The difference between a macro and an inlined function is that a macro is dealt with before the compiler sees it.
On my compiler (clang++) without optimisation flags the square function won't be inlined. The code it generates looks like this
4009f0: 55 push %rbp
4009f1: 48 89 e5 mov %rsp,%rbp
4009f4: 89 7d fc mov %edi,-0x4(%rbp)
4009f7: 8b 7d fc mov -0x4(%rbp),%edi
4009fa: 0f af 7d fc imul -0x4(%rbp),%edi
4009fe: 89 f8 mov %edi,%eax
400a00: 5d pop %rbp
400a01: c3 retq
the imul is the assembly instruction doing the work, the rest is moving data around.

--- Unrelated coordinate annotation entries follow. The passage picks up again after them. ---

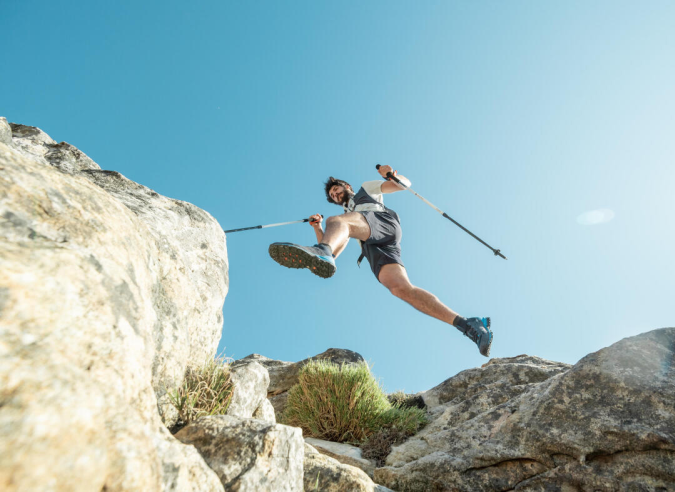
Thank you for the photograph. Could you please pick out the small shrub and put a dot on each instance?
(400, 399)
(343, 404)
(206, 390)
(378, 446)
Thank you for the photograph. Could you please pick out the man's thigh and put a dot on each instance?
(393, 275)
(358, 225)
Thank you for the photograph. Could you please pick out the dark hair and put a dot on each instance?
(332, 182)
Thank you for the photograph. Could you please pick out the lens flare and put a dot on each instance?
(595, 217)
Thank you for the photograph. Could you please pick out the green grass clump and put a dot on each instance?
(206, 390)
(344, 404)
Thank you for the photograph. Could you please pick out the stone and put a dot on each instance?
(5, 132)
(265, 412)
(607, 423)
(329, 475)
(250, 381)
(93, 304)
(249, 454)
(189, 255)
(344, 453)
(283, 375)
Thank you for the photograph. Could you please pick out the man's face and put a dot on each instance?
(339, 194)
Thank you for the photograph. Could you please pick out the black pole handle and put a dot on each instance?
(389, 175)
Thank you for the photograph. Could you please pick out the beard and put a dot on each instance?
(346, 196)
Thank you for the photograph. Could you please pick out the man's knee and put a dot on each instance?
(401, 290)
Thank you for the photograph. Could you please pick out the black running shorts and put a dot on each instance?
(384, 244)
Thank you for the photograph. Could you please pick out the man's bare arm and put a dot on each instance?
(392, 186)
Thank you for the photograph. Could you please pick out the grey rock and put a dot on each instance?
(265, 412)
(250, 381)
(189, 260)
(248, 454)
(283, 375)
(84, 290)
(344, 453)
(608, 423)
(329, 475)
(5, 131)
(37, 145)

code that calls it looks like
400969: e8 82 00 00 00 callq 4009f0 <_Z6squarei>
iI add the -O3 flag to Inline it and that imul shows up in the main function where the function is called from in C++ code
0000000000400a10 <main>:
400a10: 41 56 push %r14
400a12: 53 push %rbx
400a13: 50 push %rax
400a14: 48 8b 7e 08 mov 0x8(%rsi),%rdi
400a18: 31 f6 xor %esi,%esi
400a1a: ba 0a 00 00 00 mov $0xa,%edx
400a1f: e8 9c fe ff ff callq 4008c0 <strtol@plt>
400a24: 48 89 c3 mov %rax,%rbx
400a27: 0f af db imul %ebx,%ebx
It's a reasonable thing to do to get a basic handle on assembly language for your machine and use gcc -S on your source, or objdump -D on your binary (as I did here) to see exactly what is going on.

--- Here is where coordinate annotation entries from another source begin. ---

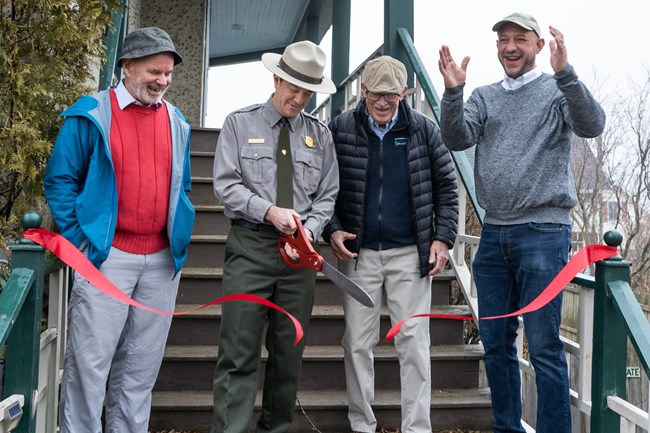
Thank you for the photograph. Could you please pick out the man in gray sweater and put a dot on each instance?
(522, 128)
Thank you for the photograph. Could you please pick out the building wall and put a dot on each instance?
(186, 22)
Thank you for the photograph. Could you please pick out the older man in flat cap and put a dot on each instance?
(272, 161)
(395, 219)
(117, 184)
(522, 127)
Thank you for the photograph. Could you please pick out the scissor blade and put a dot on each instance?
(346, 284)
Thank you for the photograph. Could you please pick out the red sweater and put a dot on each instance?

Using the macro instead of the inlined function gets something very similar
0000000000400a10 <main>:
400a10: 41 56 push %r14
400a12: 53 push %rbx
400a13: 50 push %rax
400a14: 48 8b 7e 08 mov 0x8(%rsi),%rdi
400a18: 31 f6 xor %esi,%esi
400a1a: ba 0a 00 00 00 mov $0xa,%edx
400a1f: e8 9c fe ff ff callq 4008c0 <strtol@plt>
400a24: 48 89 c3 mov %rax,%rbx
400a27: 0f af db imul %ebx,%ebx
Note one of the many dangers here with macros: what does this do ?

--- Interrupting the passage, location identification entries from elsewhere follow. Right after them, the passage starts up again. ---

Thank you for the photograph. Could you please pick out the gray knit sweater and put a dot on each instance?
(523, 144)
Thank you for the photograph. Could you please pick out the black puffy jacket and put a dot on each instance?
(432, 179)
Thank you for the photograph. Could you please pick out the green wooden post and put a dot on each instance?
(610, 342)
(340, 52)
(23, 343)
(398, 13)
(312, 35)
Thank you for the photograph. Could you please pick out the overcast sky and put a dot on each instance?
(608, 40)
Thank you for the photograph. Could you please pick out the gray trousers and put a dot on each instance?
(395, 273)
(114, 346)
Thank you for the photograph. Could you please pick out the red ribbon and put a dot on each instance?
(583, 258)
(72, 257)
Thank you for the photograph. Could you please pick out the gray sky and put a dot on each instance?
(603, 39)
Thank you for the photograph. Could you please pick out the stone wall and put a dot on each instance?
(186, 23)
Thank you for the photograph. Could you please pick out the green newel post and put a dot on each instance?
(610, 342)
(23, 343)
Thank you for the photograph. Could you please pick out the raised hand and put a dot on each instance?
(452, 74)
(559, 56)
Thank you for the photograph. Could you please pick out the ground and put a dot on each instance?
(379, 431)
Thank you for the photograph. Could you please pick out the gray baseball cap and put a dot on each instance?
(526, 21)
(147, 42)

x = 5; std::cout << SQUARE(++x) << std::endl;
36? nope, 42. It becomes
std::cout << ++x * ++x << std::endl;
which becomes 6 * 7
Don't be put off by people telling you not to care about optimisation. Using C or C++ as your language is an optimisation in itself. Just try to work out if you're wasting time with it and be sensible.